My favourite poems IV: George Herbert

I am not religious. I don't pray. I know a lot of Christians who do and I'm not sure what they get out of it. Sometimes it seems to be a shopping list of requirements, sometimes a request for an answer confirming what they've already decided, sometimes a buttering up of a strangely narcissistic God, sometimes just ritual. George Herbert managed to come up with a definition that makes it far more meaningful.
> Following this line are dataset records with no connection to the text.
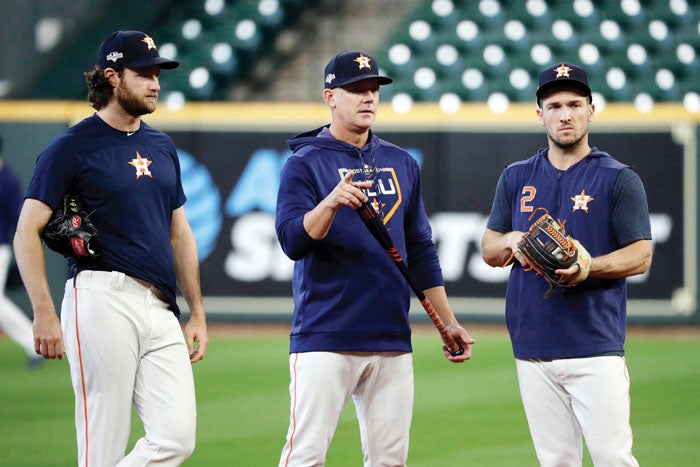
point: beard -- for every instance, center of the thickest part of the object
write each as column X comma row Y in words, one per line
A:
column 132, row 104
column 568, row 143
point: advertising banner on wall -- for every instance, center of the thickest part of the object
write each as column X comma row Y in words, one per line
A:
column 231, row 181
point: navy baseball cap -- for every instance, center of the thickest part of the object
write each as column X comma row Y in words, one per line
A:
column 131, row 49
column 563, row 76
column 351, row 66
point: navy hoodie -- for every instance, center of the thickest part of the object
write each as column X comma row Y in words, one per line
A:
column 348, row 295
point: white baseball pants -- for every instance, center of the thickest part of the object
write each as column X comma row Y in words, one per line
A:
column 124, row 346
column 381, row 386
column 565, row 399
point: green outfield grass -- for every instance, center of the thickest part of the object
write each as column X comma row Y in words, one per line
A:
column 464, row 414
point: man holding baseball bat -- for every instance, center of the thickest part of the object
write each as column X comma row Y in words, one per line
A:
column 351, row 335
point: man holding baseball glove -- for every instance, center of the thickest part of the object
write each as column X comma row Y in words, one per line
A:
column 574, row 224
column 351, row 336
column 114, row 178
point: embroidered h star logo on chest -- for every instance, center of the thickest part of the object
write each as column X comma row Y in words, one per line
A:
column 141, row 165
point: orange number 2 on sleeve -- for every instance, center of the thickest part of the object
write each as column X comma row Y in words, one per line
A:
column 528, row 195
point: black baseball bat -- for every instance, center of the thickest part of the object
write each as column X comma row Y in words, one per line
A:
column 379, row 232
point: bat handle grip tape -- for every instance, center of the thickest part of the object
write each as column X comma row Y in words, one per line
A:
column 452, row 346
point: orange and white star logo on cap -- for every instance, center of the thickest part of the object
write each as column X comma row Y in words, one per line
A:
column 149, row 42
column 363, row 61
column 563, row 70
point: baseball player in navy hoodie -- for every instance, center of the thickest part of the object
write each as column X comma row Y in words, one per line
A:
column 351, row 335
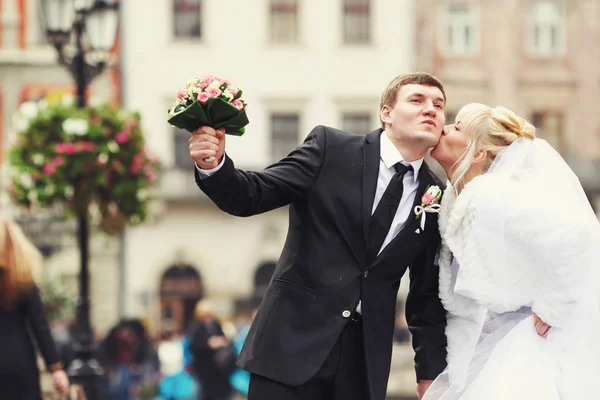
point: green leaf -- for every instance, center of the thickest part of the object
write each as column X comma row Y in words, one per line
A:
column 220, row 111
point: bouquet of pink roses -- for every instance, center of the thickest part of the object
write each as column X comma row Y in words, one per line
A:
column 209, row 101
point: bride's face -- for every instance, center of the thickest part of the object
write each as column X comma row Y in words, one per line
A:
column 451, row 146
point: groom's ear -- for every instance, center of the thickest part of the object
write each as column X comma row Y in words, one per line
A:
column 480, row 156
column 384, row 115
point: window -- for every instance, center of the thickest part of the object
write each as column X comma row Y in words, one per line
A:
column 181, row 149
column 285, row 129
column 284, row 21
column 549, row 126
column 459, row 33
column 357, row 21
column 546, row 30
column 357, row 123
column 187, row 18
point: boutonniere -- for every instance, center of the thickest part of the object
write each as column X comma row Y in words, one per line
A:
column 430, row 203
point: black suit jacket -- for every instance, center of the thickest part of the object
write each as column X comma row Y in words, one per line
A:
column 329, row 183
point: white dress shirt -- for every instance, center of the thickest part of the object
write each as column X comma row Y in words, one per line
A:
column 389, row 156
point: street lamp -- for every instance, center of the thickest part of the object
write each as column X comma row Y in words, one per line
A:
column 83, row 32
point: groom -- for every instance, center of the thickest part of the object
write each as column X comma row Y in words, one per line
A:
column 324, row 328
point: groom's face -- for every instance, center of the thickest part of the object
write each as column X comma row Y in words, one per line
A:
column 418, row 115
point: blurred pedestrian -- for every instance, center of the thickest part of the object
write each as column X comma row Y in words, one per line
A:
column 213, row 358
column 22, row 320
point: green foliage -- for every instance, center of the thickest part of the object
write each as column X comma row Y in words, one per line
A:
column 59, row 302
column 82, row 158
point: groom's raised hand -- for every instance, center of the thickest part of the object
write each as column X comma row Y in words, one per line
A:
column 541, row 327
column 207, row 142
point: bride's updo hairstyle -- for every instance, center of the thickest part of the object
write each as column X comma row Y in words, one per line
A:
column 489, row 129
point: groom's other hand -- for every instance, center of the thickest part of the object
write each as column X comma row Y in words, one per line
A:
column 541, row 327
column 207, row 142
column 422, row 387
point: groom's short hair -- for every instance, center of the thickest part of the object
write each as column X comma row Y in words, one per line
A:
column 390, row 94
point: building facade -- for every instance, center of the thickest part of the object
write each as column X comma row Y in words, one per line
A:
column 540, row 58
column 300, row 64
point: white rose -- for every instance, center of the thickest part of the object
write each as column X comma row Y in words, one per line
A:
column 38, row 159
column 42, row 105
column 75, row 126
column 67, row 100
column 29, row 109
column 216, row 84
column 113, row 146
column 435, row 191
column 20, row 123
column 26, row 181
And I love the way the poem is just a string of mystical metaphors.
I'll post this one today, because this, of all days, needs all the prayers going as the doors slam shut.

Prayer 

Prayer the Church’s banquet, angels’ age,
  God’s breath in man returning to his birth,
The soul in paraphrase, heart in pilgrimage,
  The Christian plummet sounding heaven and earth;
Engine against the Almighty, sinner’s tower,
  Reversed thunder, Christ-side-piercing spear,
The six-days-world-transposing in an hour,
  A kind of tune, which all things hear and fear;
Softness, and peace, and joy, and love, and bliss,
  Exalted manna, gladness of the best,
Heaven in ordinary, man well dressed,
  The milky way, the bird of paradise,
Church-bells beyond the stars heard, the soul’s blood,
  The land of spices; something understood.